The last chapter of Politian's first Miscellanea dealt with the amica silentia lunae through which the Greeks sailed back to Troy (Aen. 2.255). He argued that the phrase should not be taken literally, as a statement that Troy fell at the new moon, but in an extended sense, as a poetic indication that the moon had not yet risen when the Greeks set sail. This reading had one merit: it explained how Virgil's moon could be silent while the Greeks were en route but shine during the battle for the city (Aen. 2.340). Yet Politian's effort to identify the phase of the moon described by Virgil was anything but clear:
Non igitur aut sera fuerit aut pernox luna, tum nec lunae quidem omnino coitus, sed tempus arbitror potius quamdiu illa non luceret.
Accordingly, though his arguments were sometimes repeated by commentators and teachers, they won little assent from scholars who occupied themselves seriously with the passage. In his Adversaria Turnebus took silentia lunae as referring ‘ad noctis taciturnitatem…non ad interlunium’. In the first chapter of his De rebus per epistolam quaesitis Giano Parrasio sharply criticised the fuzziness of Politian's explanation: ‘Ambages istae sunt, ambages’. More important, he quoted a line from the Little Iliad:
νὺξ μ⋯ν ἔην μέσση, λαμπρ⋯ δ' ⋯πέτελλε σελήνη.

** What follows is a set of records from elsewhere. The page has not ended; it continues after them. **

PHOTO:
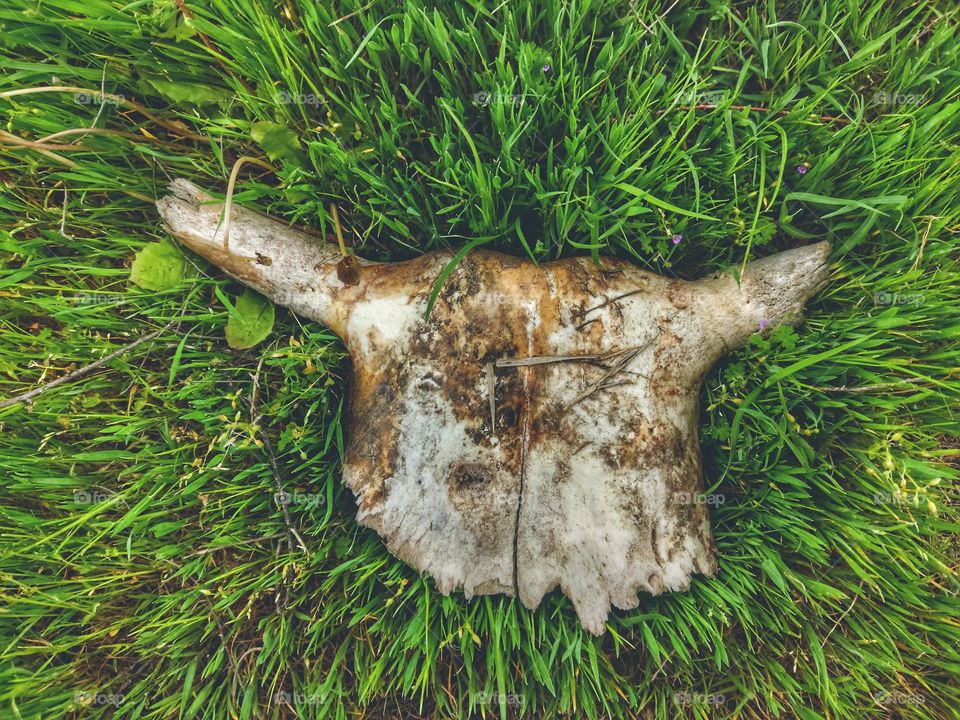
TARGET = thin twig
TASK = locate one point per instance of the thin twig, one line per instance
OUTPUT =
(866, 388)
(628, 355)
(840, 619)
(228, 204)
(608, 302)
(281, 493)
(84, 371)
(491, 394)
(173, 125)
(207, 551)
(758, 108)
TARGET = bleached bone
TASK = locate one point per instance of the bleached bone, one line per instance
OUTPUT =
(582, 469)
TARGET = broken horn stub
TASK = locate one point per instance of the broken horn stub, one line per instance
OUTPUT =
(539, 429)
(291, 267)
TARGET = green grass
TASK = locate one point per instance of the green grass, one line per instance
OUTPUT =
(146, 570)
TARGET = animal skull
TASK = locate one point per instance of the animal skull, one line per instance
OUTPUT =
(540, 428)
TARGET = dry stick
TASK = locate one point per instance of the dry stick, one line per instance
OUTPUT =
(491, 394)
(16, 141)
(544, 359)
(173, 125)
(866, 388)
(609, 302)
(81, 372)
(628, 355)
(758, 108)
(228, 205)
(101, 131)
(207, 551)
(282, 495)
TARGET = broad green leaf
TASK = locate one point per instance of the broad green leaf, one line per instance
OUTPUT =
(278, 141)
(253, 320)
(158, 266)
(183, 93)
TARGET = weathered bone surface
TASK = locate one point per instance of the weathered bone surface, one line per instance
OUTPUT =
(582, 468)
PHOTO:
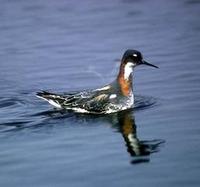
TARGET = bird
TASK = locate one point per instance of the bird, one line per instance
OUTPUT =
(111, 98)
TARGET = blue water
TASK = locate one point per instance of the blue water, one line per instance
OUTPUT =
(72, 45)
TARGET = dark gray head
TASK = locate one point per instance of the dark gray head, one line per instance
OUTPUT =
(134, 57)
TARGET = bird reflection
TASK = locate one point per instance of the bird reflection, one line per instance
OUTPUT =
(124, 122)
(138, 149)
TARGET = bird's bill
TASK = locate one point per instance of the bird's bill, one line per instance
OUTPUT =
(148, 64)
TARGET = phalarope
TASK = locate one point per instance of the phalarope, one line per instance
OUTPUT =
(113, 97)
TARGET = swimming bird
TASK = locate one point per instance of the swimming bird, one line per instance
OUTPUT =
(113, 97)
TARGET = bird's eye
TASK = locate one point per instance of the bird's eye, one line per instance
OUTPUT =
(135, 55)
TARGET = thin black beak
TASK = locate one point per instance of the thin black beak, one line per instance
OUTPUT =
(148, 64)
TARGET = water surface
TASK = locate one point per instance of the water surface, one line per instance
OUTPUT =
(72, 45)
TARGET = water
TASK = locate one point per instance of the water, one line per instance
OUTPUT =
(72, 45)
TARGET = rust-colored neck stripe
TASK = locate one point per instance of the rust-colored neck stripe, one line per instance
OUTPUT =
(125, 85)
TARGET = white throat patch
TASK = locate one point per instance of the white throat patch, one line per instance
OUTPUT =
(128, 70)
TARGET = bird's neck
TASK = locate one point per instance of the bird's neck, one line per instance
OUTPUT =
(124, 79)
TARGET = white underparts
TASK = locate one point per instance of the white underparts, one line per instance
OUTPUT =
(103, 88)
(128, 69)
(112, 96)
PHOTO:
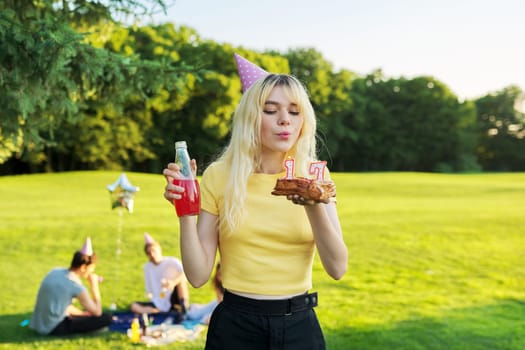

This he rendered ‘Nox erat intempesta, nitebat et aurea coelo Luna’, and inferred from it that the moon had been up when Troy fell. In his Virgilius collation scriptorum Graecorum illustratus, finally, Fulvio Orsini published a scholium on Euripides' Hecuba, one which quoted both the line from the Little Iliad and an analysis of it by the Peripatetic Callisthenes. He too took the line as refuting Politian.